It’s always worth shopping around for the best deals on your camping accessories. We often find quite a variation between the prices charged for the same or similar products. This was certainly the case when we decided to gather a selection of products together on the Practical Caravan test bench for a big windbreaks test.

We’ve seen so many caravans set up with and without their awnings, surrounded by those cheerful striped windbreaks with wooden poles. More often than not, the windbreaks are used as dog enclosures as well as for privacy and to stop other people taking shortcuts across the pitch on their way to the campsite washrooms!

Now, though, there’s a quiet revolution going on. Tent manufacturers have started making windbreaks, too. The latest wave of windbreaks tend to be in subtle greens, greys and sky blue, sometimes with clear plastic window sections, and they use light metal or glass fibre tent poles and pegs, guy ropes and ground spikes. 

The latest windbreaks are more expensive than the old-style products, so are they any better at doing the job?

To find out, we tested cheap windbreaks, such as the Gelert Breeze Blocker, costing £24.99, the Halfords Urban Escape Camping, at £20, the yellow banana-shaped Easy Camp Surf at £19.99 and the Vango Adventure Windbreak at £24.99,

Then we checked out the slightly more expensive Olpro Picket Fence Windbreak, costing £29.99, the Kampa Break, at £39.99, the Coleman Windshield XL, costing £49.99, and the Quest 7 Pole Family Windbreak at £49.99.

Finally we tested some premium-priced windbreaks, such as the Kampa Deluxe Windbreak, at £89.98, the Vango 5 Pole Windbreak, costing £64.99, Outwell Premium Round Windscreen, at £69.99, and the Quest Windshield Pro, at £104.99. 

We wanted lightweight, compact windbreaks that would fit neatly in the caravan lockers when not in use, and might be light enough to take to the beach for family picnics. We were looking for stability and strength and whether or not we could attach the windbreaks to the awning or the caravan. Finally, we were checking for gaps between the bottom section of fabric and the ground. The last thing we wanted was a windbreak that lets dogs and toddlers escape underneath. We also wanted to prevent sand blowing under the windbreak and into our picnic as we reclined on the beach. 

When looking for outdoor equipment, lots of us head to Argos, for the sake of convenience. We’re normally big fans of the store. However, not all the products are premium brands and it’s still worth shopping around for the best value camping accessories.

The Trespass Windbreak from Argos is a windbreak that doesn’t feel like money well spent when you first unpack it. The material feels almost like a budget sacking. But the real problem is the poles.

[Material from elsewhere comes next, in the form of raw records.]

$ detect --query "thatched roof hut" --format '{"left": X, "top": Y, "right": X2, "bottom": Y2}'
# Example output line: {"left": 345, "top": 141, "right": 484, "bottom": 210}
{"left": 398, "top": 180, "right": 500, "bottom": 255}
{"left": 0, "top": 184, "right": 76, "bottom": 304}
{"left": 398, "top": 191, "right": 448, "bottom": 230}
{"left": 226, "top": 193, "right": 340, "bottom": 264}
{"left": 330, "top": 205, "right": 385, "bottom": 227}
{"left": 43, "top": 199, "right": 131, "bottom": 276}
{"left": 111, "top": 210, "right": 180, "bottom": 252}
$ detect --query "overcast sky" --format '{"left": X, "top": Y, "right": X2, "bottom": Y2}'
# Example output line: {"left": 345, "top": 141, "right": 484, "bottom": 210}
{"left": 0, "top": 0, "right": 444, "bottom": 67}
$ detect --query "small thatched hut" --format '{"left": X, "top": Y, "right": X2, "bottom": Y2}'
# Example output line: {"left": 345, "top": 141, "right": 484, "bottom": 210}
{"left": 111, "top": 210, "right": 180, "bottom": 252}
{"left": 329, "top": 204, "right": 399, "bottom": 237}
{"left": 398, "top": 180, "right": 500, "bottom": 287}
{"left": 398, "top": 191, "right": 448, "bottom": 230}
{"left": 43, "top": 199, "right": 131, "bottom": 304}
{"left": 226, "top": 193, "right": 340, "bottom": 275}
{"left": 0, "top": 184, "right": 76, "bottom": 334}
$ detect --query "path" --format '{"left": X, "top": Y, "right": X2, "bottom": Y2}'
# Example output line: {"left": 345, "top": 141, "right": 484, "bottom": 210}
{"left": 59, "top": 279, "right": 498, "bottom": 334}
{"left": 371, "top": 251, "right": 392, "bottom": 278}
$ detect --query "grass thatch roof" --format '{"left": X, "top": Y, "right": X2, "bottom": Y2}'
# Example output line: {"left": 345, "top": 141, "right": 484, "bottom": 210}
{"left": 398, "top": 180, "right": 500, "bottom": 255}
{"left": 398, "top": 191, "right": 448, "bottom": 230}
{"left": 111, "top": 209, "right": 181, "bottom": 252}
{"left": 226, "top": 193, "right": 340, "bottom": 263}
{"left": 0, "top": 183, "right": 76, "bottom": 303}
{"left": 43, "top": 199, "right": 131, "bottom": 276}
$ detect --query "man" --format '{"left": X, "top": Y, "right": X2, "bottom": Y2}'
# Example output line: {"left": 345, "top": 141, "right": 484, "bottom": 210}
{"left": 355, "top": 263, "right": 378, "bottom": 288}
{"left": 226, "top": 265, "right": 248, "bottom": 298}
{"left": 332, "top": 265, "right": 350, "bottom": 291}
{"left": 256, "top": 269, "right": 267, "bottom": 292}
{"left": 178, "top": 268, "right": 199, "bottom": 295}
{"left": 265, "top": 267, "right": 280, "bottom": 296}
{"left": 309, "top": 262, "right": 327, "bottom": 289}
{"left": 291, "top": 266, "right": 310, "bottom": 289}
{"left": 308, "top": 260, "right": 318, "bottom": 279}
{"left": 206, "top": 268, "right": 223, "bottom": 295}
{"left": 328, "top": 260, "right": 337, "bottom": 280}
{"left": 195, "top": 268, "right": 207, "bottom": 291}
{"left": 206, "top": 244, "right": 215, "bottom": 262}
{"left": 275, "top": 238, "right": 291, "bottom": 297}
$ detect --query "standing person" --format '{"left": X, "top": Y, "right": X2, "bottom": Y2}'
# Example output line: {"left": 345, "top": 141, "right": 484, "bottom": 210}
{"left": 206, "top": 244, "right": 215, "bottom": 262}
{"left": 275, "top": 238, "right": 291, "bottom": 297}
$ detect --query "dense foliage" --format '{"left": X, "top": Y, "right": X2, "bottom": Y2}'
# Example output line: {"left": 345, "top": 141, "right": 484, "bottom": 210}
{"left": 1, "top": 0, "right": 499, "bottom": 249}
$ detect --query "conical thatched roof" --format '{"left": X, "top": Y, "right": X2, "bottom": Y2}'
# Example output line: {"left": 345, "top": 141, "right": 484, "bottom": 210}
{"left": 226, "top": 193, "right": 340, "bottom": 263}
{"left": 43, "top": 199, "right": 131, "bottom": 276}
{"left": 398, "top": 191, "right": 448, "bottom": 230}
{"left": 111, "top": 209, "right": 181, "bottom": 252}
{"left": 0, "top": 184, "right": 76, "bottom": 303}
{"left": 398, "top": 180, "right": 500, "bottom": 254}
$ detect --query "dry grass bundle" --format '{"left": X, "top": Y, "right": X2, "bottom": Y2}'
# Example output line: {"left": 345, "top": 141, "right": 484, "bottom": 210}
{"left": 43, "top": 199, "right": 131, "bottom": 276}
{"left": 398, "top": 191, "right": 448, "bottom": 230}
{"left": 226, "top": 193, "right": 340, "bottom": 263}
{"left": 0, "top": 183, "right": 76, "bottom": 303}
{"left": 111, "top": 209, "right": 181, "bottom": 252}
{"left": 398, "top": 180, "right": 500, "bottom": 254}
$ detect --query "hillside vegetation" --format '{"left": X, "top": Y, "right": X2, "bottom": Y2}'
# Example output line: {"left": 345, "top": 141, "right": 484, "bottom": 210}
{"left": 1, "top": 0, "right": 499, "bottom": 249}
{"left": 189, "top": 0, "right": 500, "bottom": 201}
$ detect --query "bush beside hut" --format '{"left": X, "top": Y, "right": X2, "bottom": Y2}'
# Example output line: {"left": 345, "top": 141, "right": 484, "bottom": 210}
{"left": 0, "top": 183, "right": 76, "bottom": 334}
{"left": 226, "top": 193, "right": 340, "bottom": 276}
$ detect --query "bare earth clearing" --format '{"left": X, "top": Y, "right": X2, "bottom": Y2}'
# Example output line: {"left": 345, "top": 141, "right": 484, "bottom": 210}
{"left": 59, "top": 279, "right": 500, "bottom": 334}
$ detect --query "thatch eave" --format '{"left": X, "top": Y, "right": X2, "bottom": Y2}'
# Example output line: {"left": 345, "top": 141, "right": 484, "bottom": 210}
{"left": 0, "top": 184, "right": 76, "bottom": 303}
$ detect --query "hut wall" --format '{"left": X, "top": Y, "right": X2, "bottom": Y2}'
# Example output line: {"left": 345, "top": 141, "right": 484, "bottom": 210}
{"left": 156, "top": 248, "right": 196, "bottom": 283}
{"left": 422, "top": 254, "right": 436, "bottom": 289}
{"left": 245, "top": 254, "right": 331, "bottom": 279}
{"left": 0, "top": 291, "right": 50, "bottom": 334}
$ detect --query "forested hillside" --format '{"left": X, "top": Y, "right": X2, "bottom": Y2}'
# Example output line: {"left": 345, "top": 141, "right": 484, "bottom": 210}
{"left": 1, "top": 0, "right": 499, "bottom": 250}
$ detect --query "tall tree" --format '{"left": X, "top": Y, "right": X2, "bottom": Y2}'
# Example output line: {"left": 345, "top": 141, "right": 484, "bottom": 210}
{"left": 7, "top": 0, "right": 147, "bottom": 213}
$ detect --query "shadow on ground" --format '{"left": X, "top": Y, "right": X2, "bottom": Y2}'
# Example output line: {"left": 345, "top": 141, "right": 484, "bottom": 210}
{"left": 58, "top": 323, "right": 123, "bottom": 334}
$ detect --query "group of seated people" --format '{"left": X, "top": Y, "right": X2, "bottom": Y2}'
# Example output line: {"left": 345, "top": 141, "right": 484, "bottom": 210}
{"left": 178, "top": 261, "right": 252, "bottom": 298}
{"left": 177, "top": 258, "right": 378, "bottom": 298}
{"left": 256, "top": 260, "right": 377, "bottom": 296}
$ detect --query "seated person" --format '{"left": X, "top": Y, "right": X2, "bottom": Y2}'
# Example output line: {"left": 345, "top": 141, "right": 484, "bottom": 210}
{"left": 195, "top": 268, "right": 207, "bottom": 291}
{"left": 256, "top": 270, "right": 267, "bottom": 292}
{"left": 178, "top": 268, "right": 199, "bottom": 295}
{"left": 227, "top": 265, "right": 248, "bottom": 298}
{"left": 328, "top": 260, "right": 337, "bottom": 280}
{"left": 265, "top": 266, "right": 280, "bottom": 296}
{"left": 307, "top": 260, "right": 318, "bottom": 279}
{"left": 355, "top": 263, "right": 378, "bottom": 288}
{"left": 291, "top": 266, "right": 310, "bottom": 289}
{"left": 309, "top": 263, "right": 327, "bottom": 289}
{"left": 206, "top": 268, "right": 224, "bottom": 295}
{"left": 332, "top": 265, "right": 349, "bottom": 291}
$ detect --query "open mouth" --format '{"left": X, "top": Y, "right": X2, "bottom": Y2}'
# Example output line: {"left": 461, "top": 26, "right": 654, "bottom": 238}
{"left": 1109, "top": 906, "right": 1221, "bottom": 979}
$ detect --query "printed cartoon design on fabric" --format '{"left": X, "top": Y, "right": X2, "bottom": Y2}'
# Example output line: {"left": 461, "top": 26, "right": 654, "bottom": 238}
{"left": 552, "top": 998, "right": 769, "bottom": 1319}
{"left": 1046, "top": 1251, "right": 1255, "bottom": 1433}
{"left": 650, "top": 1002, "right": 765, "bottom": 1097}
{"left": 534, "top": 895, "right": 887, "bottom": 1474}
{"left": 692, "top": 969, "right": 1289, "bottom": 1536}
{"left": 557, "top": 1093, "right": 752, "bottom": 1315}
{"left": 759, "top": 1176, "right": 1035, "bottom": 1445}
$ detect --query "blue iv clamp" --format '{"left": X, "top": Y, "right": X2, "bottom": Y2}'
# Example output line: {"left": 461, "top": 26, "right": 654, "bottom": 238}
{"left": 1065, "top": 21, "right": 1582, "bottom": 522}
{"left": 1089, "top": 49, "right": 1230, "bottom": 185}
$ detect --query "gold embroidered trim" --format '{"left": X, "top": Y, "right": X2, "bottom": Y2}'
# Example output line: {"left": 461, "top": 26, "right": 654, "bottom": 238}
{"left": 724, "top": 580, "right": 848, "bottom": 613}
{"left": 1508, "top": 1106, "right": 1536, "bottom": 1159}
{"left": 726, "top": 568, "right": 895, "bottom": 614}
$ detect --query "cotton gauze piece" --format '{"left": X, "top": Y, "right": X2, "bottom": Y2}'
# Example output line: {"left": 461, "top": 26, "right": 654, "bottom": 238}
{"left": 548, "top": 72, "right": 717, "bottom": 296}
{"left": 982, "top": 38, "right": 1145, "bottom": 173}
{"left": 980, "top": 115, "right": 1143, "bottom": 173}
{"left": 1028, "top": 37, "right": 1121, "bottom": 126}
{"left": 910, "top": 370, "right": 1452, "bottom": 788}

They’re steel, but even the slight force of pushing the spiked ends of the poles into the ground was enough to make one of them buckle, and they flexed alarmingly when subjected to wind.

The white plastic caps for the tops of the poles are flimsy, so we’d recommend that you try to push the poles into the ground rather than hitting these plastic covers with the mallet.

Overall stability is not helped by the complete lack of anchorage between the material and the ground. At least there are guy ropes.